The best part of this entire jam-making adventure wasn't just the delicious results but the sense of accomplishment I felt. It's a testament to the idea that even the busiest schedules can accommodate a little bit of kitchen creativity. Plus, the homemade touch adds a layer of warmth and love to everyday treats, making them even more special.

Step-by-step

    • Place plate in the freezer.
    • In a large pot combine rhubarb, lemonade, zest and juice from the lemon, and salt. Bring to a boil.
    • As rhubarb softens use a whisk or potato masher to crush the rhubarb until they are fully broken down.
    • Gently boil for 5 minutes stirring continuously.
    • Separate mixture into 3 equal parts (or close to equal, it doesn't have to be precise), leaving one part in the pot.

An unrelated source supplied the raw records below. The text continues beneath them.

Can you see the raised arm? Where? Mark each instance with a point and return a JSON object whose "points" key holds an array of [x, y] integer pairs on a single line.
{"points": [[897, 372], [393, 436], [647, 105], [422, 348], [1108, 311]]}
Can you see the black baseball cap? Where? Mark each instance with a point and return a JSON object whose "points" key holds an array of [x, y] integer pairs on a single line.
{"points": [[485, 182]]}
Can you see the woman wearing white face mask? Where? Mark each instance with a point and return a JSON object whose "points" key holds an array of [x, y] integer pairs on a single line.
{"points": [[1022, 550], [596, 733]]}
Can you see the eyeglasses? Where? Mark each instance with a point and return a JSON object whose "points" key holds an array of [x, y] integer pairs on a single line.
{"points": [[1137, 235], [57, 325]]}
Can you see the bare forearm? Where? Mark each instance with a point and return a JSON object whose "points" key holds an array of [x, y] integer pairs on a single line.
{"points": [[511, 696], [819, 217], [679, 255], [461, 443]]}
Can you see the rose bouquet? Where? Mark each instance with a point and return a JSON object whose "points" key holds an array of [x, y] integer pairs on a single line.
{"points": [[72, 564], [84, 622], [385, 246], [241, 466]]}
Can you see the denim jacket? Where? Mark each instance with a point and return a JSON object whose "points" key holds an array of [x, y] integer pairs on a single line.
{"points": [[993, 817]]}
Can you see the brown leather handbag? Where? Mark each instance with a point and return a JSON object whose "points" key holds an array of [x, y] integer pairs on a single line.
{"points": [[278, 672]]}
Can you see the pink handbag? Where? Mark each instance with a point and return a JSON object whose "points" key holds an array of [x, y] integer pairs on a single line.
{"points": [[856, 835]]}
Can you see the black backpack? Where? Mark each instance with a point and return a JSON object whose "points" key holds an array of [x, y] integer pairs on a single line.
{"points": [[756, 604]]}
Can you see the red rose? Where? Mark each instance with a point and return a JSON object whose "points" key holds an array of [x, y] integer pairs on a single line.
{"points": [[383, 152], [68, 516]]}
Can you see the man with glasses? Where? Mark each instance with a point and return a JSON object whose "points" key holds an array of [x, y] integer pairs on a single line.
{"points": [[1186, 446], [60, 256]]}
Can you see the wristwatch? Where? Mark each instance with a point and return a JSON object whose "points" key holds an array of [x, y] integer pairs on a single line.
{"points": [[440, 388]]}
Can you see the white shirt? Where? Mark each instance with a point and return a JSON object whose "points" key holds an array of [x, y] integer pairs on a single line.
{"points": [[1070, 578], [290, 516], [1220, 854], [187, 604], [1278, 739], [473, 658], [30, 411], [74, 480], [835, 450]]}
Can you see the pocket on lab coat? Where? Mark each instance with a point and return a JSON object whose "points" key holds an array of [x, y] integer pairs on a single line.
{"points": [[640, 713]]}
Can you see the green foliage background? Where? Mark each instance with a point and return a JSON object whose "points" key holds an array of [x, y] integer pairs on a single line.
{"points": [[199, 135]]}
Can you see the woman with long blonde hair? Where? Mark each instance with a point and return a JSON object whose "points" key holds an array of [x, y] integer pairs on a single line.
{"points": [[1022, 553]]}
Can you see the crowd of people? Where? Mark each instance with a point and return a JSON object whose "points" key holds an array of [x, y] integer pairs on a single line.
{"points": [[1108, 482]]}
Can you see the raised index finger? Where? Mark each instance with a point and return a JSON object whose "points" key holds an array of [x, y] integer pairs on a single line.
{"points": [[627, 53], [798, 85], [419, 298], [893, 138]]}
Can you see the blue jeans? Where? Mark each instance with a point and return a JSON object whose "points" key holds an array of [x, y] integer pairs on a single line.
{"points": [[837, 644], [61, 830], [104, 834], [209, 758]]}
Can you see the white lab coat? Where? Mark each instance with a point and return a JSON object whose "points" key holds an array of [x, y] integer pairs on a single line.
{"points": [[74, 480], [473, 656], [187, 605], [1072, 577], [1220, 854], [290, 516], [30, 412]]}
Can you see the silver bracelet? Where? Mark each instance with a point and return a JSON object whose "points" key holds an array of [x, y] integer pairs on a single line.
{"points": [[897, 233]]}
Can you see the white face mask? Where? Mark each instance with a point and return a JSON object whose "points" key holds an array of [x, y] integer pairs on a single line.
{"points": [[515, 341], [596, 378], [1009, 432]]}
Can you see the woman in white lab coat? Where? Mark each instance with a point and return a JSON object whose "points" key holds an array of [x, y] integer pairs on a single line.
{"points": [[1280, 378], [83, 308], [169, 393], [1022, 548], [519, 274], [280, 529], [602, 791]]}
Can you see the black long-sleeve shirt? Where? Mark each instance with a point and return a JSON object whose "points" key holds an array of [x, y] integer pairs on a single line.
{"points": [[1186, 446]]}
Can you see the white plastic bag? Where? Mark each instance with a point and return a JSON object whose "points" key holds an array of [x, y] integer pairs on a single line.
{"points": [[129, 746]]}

    • Simply Rhubarb Jam: Start with the rhubarb mixture that was left in the pan. Continue to gently boil and start adding sugar, half cup at a time, stirring in each half cup. Stop at 2 cups, stir until sugar is dissolved. Taste test. If not sweet enough add another half cup of sugar (or full cup if still very sour), taste test again. Continue until taste is to your liking. Bring to a roiling boil, add 1 package of pectin, stir in completely. Boil for 1-5 minutes stirring continuously, doing the fork test every min or two. If the mixture doesn't thicken enough, add 1/3rd of a package of pectin more and repeat last step. Once thick enough remove from heat, ladle into sterilized jars, seal, and boil for 10 minutes.

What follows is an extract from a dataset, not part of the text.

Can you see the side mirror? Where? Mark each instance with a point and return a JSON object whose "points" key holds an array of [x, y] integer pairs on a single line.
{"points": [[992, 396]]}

    • Raspberry Rhubarb Jam: Combine 1 part of the rhubarb mixture with raspberries. Gently boil until raspberries start to break down then follow the same steps as with the Simply Rhubarb Jam recipe.
    • Plum Rhubarb Jam: Combine last part of the rhubarb mixture with plum puree. Gently boil for 5 minutes then follow same steps as with the Simply Rhubarb Jam recipe.